The vote followed a council debate about whether to resurrect a mask mandate, which some council members supported.
“I can’t for the life of me see why we wouldn’t want to protect other people,” Horry County Councilman Gary Loftus said. “It just baffles me. … We’re making a political thing out of something that should not be political.”
A mask mandate would have required a two-thirds majority of council to pass. The council has not had that level of support in weeks. Some council members have opposed a mandate throughout the last four months.
Councilman Johnny Vaught said he’s not against people wearing masks, but he’s opposed to requiring them to do so.
“I am not anti-mask,” he said. “I am anti-mandate.”
Councilman Al Allen went further, casting the lone vote against even encouraging masks.
“Why not just leave it to the people to make the best decision for themselves?” he asked.
Under the county's former policy, people entering businesses were required to wear face coverings while inside those establishments. Masks were allowed to be removed to receive certain services, such as a haircut, or for someone to eat a meal at a restaurant.
Restaurants and retail stores were also required to make their employees wear masks, and the ordinance applied to personal care providers such as nail salons, tattoo parlors and barber shops.
Violating the policy was a civil infraction punishable by a $25 fine for the first offense, $50 for a second offense and $100 for all subsequent violations.
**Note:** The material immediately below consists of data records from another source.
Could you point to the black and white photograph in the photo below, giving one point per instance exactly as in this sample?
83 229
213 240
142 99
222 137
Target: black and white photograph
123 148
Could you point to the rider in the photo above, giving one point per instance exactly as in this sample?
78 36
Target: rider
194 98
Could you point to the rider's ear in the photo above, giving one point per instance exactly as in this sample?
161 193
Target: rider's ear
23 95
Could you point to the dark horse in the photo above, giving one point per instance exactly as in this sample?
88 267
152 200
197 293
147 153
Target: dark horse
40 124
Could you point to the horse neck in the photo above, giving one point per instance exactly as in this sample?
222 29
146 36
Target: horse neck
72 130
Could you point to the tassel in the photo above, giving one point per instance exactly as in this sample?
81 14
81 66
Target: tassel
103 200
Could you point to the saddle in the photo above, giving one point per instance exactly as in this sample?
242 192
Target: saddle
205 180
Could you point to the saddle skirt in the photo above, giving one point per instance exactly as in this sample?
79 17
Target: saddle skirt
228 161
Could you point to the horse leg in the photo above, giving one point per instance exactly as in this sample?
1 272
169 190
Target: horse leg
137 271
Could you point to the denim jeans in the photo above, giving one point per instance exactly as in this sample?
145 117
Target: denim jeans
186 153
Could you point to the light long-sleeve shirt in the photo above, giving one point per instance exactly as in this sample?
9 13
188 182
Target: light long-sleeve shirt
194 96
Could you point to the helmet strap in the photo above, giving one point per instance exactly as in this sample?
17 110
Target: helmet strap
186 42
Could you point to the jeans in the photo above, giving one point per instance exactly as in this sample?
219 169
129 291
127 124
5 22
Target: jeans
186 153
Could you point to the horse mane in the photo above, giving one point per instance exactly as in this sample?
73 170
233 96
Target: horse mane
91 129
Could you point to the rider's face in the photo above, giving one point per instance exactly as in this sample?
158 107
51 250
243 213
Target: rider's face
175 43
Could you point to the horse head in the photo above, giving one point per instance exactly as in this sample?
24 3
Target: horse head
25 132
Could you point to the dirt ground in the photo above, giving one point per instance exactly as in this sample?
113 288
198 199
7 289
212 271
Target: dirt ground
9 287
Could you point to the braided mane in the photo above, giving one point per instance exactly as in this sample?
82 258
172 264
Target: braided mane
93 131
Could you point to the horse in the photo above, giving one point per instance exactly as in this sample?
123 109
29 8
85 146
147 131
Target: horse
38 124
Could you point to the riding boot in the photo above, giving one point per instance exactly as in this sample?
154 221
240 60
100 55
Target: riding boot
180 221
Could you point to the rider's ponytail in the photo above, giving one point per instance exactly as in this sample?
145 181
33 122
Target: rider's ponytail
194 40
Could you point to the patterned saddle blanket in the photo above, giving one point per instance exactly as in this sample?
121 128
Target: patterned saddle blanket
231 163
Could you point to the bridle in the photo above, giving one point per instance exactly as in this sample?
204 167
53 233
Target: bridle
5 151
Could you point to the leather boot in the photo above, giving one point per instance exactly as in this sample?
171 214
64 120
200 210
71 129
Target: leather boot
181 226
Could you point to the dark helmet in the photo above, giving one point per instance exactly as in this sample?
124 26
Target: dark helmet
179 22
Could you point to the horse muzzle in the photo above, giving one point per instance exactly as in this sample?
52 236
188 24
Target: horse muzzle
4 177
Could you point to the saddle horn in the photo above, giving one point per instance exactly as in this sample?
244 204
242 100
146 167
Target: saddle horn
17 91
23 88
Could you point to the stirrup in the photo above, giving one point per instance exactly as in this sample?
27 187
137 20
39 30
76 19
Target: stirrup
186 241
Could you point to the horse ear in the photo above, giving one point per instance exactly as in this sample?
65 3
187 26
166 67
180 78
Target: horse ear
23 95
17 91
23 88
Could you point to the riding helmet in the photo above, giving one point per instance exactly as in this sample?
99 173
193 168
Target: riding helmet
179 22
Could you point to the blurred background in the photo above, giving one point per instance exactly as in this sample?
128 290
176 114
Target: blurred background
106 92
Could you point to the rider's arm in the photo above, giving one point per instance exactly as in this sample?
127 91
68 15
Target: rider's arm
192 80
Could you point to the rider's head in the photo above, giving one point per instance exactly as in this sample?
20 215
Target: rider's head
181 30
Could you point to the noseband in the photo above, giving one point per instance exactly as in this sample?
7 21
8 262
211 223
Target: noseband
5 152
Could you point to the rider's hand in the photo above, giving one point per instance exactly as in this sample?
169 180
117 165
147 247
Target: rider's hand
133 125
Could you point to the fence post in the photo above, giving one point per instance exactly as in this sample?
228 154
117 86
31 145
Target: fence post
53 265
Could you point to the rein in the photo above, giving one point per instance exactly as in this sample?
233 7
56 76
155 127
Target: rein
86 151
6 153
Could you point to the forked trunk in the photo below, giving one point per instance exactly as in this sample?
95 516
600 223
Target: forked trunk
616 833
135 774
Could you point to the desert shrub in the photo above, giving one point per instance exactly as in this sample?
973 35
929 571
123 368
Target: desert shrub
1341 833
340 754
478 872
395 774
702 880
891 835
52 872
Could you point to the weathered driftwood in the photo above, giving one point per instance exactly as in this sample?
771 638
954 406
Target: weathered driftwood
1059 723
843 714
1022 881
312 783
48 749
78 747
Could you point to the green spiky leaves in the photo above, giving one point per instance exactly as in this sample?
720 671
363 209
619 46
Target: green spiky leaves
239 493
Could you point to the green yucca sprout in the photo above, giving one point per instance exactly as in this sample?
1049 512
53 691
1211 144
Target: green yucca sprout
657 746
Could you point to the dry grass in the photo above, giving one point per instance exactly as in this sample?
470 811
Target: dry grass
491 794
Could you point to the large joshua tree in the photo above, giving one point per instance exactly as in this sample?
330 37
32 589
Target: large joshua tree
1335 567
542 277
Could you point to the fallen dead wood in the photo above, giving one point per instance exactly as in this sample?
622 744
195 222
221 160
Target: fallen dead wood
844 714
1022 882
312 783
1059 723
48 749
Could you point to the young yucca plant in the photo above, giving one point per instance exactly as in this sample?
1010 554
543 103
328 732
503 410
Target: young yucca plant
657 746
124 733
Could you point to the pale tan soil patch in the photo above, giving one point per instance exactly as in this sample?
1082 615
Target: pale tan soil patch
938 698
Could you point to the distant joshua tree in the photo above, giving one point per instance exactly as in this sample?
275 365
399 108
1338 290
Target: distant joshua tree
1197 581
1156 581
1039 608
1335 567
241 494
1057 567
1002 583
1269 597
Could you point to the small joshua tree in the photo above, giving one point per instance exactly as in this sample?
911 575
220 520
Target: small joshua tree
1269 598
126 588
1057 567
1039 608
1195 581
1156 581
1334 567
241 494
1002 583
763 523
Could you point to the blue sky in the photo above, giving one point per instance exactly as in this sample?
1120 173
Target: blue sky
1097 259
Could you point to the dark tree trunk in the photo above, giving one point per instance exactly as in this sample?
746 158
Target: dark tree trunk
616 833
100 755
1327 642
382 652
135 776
The ordinance stated that each day of not wearing a mask was considered a separate offense.
Along the Grand Strand, multiple cities have enacted mask mandates, including Myrtle Beach, North Myrtle Beach and Conway.
Horry County Councilman Harold Worley said he would like the council to ask Gov. Henry McMaster to issue a statewide mask mandate, but the council did not vote on that request Tuesday.
County council's next regular meeting is scheduled for Dec. 8.